I look up to see the clerk watching me expectantly, and before I can stop myself, I ask, “The woman who was in here just now—the young woman you served before Mrs. Danvers—do you know who she is?”
She looks thoughtful, then nods slowly. “Yeah. I don’t know her personally, but she’s renting the apartment above the pizzeria. My aunt’s her landlord…I think her name is Daisy or Dahlia or something like that.”
For the first time ever, I’m grateful that small towns know everyone’s damn business. I thank the clerk, and when she hands me the cherry pie, I stuff ten dollars into the tip jar. Then I hurry out of the bakery and head for the pizzeria, clutching the glove tightly in my hand.
I’m just returning a stranger’s lost property.
Being a good neighbor, that’s all.
But I know I’m bullshitting myself. The glove is an excuse to get another glimpse of that beautiful woman, with her twinkling blue eyes and sweet face. Maybe I imagined the way she looked at me. Saw what I wanted to see. But I need to know for sure…and that means I need to see her again. Just once. Then I can let it go.
3
DAPHNE
When I get backto my apartment, I shrug off my coat and set it on top of my suitcase.
Coat hooks.
I’d better add that to the list of things I need.
My new home is tiny, a shoebox studio, but the rent is cheap and it always smells like pizza—double bonus. Aside from a cheap plastic table, a single chair, and a mattress in the corner, there’s nothing in here except my suitcase full of clothes and my art supplies. I seriously need to find a job. Then I can buy some furniture and try to make this place feel a little more like home.
I pull up a chair and sit at the table, unboxing the still-warm cherry pie and tasting a forkful.

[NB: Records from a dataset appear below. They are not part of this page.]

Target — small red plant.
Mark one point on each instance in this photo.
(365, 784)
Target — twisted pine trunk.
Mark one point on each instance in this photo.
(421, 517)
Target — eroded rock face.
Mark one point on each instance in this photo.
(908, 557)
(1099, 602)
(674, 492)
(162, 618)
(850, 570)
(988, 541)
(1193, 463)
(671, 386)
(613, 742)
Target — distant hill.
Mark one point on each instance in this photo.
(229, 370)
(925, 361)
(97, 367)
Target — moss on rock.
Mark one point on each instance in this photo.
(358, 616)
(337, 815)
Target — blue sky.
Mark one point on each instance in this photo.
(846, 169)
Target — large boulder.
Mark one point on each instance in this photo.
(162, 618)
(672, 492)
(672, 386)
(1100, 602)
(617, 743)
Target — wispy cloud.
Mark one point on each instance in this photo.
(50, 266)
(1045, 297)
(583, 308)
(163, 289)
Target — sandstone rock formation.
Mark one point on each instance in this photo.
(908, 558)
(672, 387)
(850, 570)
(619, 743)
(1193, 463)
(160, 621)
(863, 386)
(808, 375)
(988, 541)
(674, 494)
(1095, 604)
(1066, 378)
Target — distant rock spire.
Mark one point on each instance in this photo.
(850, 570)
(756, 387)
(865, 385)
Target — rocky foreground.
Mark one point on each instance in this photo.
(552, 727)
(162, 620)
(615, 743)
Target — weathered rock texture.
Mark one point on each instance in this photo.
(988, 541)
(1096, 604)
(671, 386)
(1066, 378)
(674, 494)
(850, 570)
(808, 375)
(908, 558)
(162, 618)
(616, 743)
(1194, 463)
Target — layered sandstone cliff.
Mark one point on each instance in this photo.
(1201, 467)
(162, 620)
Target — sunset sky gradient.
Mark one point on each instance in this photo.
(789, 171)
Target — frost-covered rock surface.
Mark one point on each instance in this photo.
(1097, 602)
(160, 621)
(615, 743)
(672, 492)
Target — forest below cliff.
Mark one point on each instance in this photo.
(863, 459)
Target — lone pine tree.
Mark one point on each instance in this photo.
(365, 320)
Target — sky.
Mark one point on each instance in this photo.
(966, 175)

Wow, now I get what all the fuss is about.
It’s flaky and deliciously sweet, and I devour the slice with a hum of appreciation. But as I eat, my mind drifts back to the man in the bakery.
Garrett.
I shouldn’t be thinking this much about a total stranger, but I can’t help it. I’ve never seen anyone like him before, and as I scoop up the crumbs of cherry pie, I can’t help remembering the way his muscles stretched out under his flannel shirt. A shiverruns through me, an unfamiliar warmth blooming between my thighs.
I wonder if I’ll ever see him again.
In a town like Cherry Hollow, the chances are pretty high, and the thought makes my heart beat harder than it should. I’m a twenty-two-year-old woman, not a giddy schoolkid, but I still can’t help smiling to myself as I wash up my dirty plate, my mind full of those intense brown eyes, the slight quirk of his brow when he looked at me…
Knock knock.
The sound of the front door makes me jump, and I turn off the faucet with a frown.
Who the heck could that be?
I don’t know anyone in Cherry Hollow, and I haven’t ordered anything. Could it be the press? Would the local papers in Iowa really care enough about my parents’ scandal to follow me to Colorado?
Of course not. You’re being paranoid.
Still, unease settles over me as I reach the door and unlock it cautiously. I pull it open and suck in a breath, clinging to the frame for dear life.
It’s Garrett.
The gorgeous mountain man from the bakery is standing on my doorstep.
“Hey,” he says, eyes fixed on mine. “Sorry to bother you. Wanted to return this.”
His voice is so deep and gravelly that it sends a shiver up my spine, and it takes me a second to process that he’s holding something out for me in his giant hand. One of my gloves. Instinctively, I reach into my pocket where I thought I’d put it, but there’s only one in there.
I must have dropped it at the bakery.